Les moments les plus préconisés pour la pratique sont tôt le matin ou en fin de journée, début de soirée. Cela est d’ailleurs valable pour toute séance de yoga. Cette respiration peut d’ailleurs constituer une séance de yoga à part entière. Ce sera particulièrement vrai si vous pratiquez le yoga au réveil ou avant d’aller vous coucher. Bien entendu, vous pouvez très bien placer cette respiration en fin de cycle, après une série de posture. Vous pouvez aussi la faire en préparation à votre méditation.
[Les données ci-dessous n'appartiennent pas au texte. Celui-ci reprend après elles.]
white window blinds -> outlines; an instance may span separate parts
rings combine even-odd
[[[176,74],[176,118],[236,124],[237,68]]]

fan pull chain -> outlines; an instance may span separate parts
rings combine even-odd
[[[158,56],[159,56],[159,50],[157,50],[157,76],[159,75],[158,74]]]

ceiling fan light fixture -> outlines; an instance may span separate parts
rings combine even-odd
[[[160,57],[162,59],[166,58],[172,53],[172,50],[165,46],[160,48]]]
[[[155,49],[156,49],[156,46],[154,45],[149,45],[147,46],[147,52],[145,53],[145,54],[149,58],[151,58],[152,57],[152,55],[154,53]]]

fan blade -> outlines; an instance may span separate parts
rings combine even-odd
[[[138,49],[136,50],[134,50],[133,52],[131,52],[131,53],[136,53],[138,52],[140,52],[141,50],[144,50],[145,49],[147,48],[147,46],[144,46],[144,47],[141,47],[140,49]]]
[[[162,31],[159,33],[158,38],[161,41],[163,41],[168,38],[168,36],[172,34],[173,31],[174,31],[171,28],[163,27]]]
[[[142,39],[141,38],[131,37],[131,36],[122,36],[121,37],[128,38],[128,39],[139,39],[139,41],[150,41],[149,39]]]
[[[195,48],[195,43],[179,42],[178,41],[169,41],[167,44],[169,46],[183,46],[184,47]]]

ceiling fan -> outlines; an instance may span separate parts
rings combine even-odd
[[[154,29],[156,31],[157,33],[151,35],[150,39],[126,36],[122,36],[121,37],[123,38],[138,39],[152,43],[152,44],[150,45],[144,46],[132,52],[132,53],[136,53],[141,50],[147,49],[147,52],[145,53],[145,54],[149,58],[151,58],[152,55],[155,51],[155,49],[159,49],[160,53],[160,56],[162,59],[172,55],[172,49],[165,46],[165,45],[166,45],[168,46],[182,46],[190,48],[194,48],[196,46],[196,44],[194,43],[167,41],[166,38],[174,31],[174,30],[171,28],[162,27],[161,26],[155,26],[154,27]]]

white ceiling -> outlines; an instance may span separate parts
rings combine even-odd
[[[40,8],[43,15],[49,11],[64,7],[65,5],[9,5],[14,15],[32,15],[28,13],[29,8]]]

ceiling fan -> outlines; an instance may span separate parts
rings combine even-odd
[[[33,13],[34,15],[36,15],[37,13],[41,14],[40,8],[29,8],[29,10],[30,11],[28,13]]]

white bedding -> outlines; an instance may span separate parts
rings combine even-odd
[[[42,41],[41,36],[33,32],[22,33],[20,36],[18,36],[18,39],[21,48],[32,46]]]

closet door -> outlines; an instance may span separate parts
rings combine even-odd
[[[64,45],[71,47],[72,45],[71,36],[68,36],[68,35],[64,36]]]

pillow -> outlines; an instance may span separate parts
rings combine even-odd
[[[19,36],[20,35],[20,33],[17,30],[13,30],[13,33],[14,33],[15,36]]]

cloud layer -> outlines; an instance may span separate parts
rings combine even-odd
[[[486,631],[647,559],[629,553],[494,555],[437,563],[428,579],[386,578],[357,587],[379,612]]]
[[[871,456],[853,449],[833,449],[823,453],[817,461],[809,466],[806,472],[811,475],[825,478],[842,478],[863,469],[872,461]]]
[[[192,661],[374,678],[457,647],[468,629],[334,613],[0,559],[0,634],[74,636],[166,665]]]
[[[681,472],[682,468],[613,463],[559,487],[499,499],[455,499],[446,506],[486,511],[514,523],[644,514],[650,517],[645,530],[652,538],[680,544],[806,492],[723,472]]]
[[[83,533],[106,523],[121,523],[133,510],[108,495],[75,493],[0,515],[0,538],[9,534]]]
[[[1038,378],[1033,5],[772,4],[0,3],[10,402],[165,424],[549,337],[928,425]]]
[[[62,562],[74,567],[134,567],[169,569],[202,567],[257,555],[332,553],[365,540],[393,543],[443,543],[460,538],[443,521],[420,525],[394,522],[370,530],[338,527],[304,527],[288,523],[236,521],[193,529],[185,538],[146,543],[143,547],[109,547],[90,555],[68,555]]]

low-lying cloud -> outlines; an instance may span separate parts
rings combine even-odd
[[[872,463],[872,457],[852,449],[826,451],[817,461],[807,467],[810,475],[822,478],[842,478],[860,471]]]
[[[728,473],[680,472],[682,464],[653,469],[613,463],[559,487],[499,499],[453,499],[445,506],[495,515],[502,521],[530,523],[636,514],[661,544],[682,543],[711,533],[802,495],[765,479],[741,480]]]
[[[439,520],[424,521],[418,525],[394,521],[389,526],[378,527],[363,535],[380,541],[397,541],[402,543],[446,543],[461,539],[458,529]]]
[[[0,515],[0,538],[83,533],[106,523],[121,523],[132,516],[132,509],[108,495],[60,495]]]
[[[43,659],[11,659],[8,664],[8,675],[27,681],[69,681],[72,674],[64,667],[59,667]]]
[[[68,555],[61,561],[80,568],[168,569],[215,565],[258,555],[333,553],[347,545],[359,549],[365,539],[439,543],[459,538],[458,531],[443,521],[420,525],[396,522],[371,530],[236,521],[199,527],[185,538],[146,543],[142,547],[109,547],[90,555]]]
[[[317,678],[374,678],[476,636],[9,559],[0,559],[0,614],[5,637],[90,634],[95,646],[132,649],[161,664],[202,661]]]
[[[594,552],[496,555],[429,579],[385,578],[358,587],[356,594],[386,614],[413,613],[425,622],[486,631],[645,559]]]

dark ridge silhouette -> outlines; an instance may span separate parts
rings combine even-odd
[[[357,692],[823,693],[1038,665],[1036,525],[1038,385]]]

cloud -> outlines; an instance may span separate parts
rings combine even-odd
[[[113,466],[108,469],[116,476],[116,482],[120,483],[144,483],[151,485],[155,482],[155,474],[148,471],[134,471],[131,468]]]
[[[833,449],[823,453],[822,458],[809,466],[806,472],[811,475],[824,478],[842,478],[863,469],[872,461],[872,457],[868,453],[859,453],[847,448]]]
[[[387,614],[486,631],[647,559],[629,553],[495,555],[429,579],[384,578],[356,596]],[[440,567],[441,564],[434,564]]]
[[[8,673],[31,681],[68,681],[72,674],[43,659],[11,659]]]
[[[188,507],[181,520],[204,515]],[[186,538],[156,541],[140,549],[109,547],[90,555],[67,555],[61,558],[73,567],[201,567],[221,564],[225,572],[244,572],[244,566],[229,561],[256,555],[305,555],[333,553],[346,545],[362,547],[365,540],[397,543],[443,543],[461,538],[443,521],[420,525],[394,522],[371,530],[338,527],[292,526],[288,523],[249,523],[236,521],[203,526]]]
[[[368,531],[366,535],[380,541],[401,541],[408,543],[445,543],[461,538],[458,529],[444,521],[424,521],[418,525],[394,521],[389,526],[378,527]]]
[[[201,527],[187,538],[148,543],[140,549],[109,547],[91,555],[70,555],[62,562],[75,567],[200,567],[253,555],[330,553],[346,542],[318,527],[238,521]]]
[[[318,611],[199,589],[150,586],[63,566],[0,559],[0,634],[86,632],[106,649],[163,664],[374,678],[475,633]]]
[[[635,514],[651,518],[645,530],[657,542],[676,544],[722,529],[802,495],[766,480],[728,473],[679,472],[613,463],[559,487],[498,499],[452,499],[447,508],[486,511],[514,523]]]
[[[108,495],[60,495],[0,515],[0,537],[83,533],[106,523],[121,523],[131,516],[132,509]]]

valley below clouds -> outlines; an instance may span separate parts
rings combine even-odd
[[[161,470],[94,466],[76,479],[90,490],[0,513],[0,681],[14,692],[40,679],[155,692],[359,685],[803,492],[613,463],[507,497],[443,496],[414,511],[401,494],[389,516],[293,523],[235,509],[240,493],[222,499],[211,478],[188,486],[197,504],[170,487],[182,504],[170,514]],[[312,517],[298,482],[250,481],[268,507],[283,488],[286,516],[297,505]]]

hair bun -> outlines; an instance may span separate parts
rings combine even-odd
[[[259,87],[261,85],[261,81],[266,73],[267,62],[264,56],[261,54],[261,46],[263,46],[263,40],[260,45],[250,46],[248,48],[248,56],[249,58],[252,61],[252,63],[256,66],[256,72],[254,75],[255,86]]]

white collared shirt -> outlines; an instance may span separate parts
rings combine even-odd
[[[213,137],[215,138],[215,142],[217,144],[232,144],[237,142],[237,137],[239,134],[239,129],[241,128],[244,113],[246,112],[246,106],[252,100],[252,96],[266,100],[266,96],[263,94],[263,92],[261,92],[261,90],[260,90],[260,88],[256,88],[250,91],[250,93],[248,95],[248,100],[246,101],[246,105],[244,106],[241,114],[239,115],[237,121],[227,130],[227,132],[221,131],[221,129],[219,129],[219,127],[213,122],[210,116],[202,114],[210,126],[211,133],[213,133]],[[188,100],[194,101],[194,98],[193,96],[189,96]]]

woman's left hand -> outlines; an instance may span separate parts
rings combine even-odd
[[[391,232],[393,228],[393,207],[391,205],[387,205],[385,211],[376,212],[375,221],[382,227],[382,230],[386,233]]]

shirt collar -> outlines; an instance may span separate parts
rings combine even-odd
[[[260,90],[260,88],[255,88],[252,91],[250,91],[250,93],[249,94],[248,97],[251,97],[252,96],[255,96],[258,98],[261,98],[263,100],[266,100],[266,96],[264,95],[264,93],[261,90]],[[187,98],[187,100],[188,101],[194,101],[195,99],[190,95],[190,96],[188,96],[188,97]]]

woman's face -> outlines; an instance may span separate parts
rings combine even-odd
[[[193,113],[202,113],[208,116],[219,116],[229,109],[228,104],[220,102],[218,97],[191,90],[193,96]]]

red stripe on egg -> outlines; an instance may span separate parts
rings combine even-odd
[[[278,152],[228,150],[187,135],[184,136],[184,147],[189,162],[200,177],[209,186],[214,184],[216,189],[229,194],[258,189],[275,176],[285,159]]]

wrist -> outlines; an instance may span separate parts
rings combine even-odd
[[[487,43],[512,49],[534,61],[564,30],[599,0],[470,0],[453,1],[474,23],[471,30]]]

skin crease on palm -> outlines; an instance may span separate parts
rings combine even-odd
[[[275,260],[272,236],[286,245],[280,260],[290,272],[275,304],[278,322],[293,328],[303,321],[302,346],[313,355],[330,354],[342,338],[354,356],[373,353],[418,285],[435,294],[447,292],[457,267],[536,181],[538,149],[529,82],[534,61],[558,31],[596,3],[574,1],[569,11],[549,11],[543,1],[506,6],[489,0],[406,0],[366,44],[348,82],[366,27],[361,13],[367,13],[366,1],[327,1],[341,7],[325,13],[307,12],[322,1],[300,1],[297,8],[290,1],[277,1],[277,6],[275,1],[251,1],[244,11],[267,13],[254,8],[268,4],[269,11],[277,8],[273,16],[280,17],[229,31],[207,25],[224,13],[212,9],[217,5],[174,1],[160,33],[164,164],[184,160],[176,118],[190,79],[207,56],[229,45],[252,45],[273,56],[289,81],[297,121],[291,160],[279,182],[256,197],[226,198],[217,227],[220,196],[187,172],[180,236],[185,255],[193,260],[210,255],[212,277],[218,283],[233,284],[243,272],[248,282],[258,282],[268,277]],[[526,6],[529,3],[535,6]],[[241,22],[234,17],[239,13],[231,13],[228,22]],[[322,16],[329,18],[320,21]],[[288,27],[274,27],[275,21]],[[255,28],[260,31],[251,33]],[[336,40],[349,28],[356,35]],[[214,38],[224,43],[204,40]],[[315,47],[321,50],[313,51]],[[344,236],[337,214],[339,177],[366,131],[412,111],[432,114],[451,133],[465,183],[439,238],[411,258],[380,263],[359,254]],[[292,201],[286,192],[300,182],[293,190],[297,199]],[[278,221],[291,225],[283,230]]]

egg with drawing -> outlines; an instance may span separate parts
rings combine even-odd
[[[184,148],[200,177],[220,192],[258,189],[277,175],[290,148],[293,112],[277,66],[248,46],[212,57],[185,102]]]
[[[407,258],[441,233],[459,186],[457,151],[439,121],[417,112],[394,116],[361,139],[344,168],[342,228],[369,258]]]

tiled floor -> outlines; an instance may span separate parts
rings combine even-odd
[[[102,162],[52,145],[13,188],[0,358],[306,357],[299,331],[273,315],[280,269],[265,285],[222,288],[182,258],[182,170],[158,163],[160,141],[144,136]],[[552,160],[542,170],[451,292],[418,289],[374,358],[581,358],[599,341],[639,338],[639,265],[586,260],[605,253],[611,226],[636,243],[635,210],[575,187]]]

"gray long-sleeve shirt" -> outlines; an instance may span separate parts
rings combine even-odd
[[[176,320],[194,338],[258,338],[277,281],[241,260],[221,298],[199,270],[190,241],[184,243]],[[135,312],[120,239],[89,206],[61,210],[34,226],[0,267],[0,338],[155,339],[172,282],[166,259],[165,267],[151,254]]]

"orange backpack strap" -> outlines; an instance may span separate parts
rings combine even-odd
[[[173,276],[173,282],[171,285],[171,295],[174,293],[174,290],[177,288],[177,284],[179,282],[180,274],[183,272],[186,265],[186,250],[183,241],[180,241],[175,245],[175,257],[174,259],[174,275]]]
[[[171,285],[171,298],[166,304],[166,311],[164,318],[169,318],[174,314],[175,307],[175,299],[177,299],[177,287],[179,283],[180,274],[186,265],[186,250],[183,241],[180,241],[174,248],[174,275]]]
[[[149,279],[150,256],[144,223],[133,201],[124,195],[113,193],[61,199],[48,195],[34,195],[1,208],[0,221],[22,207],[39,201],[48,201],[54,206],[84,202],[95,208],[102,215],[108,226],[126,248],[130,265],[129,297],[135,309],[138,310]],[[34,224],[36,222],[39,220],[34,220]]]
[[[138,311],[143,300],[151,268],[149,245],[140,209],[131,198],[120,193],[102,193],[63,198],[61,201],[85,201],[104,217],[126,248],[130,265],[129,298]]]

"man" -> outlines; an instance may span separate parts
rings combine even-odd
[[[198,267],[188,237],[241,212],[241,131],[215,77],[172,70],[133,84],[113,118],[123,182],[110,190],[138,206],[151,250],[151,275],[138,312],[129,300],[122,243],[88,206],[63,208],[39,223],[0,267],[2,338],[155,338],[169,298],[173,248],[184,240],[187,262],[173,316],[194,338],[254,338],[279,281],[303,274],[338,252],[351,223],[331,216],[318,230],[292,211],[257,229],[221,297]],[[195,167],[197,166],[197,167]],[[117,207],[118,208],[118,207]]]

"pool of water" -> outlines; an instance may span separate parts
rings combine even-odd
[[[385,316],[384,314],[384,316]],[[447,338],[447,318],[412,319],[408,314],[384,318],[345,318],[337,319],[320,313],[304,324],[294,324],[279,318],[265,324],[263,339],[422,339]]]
5. Bienfaits de Nadi Shodhana

– Équilibre et purifie Ida et Pingala, éveille la Sushumna
– Avec un rythme 1/4/2, développe progressivement l’énergie
– Augmente les moments durant lesquels l’esprit a une plus grande clarté
– Améliore la concentration, amène un état spontané de méditation
  Élève le niveau de conscience
– Réduit la fatigue mentale, l’anxiété, la dépression, le stress émotionnel
– Augmente la confiance en soi, la stabilité émotionnelle, l’humeur
– Équilibre le fonctionnement des hémisphères du cerveau
– Renforce l’immunité

6. Précautions & contre-indications

Comme tous les exercices de yoga et notamment le pranayama veuillez considérer quelques précautions ou contre-indications pour éviter toute déconvenue.

A. Précautions

Veuillez à avoir une posture confortable, cela implique l’assise en soit mais aussi la position de la main au visage. Il est important d’apprendre à ne pas forcer pour maintenir la position sur la durée. Par ailleurs, il est important de s’exercer avec douceur et dans la maîtrise au niveau de la respiration, essayez d’être fin et délicat.

B. Contre-indications

En cas d’infection active de l’appareil respiratoire ou une congestion nasale sévère, nous vous conseillons d’évitez nadi shodhana. Il vous sera d’ailleurs difficile de le faire. Attendez plutôt que les symptômes disparaissent. Par ailleurs, si vous avez récemment subi une chirurgie thoracique ou abdominale ou si vous êtes enceinte, nous vous recommandons de ne pas faire de rétention, préférez une respiration 1/2, un temps d’inspiration et le double à l’expiration.